My cats adore the Hagen Fresh and Clear Drinking Fountain. Here are some photos from their first day or two with it.
posted by jeri at 12:08 AM on August 30, 2012

thank you for all of the advice! i think for now we're going to keep giving him the wet food twice a day and then free feeding with the dry stuff. i'll be switching brands on the dry to find something he likes a little better.

so many fountain options! i'll have to go through those and figure out which are the most up his alley. i can agree with the logic of doing metal or ceramic over plastic. i actually hadn't considered it, so thanks!

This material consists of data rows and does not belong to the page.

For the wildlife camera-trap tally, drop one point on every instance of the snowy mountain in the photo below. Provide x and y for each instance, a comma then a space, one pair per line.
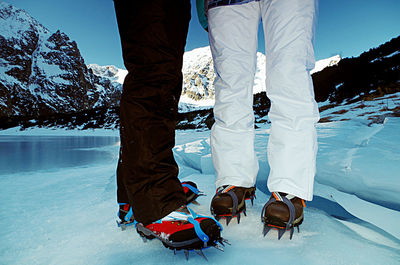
43, 72
198, 73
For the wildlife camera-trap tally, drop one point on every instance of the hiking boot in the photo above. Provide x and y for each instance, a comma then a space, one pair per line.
125, 213
282, 212
229, 202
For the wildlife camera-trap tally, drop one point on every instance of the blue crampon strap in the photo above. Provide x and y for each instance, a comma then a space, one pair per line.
198, 230
129, 214
190, 187
195, 215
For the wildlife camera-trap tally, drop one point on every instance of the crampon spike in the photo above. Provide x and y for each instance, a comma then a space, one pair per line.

as far as his name - around the house we call him mal (or malcolm when he's acting up). :)
posted by radiopaste at 10:34 AM on August 30, 2012

I really like the Pioneer Pet stainless steel fountain. Haven't had any problems with it, and one of our cats loves it (the other doesn't go for it, but she likely wouldn't like any fountain). If the fountain is underfilled, the motor makes a little noise--easily corrected by adding more water. The fountain does get some mineral deposits on it from our water, but I discovered that CLR clears those up easily.
posted by msbubbaclees at 2:51 PM on August 30, 2012

I am going to get around to building one of jamaro's DIY bucket-fountains someday.

warning: the AskMe itself is sad and describes severe veterinary issues, but the fountain sidetrack is helpful.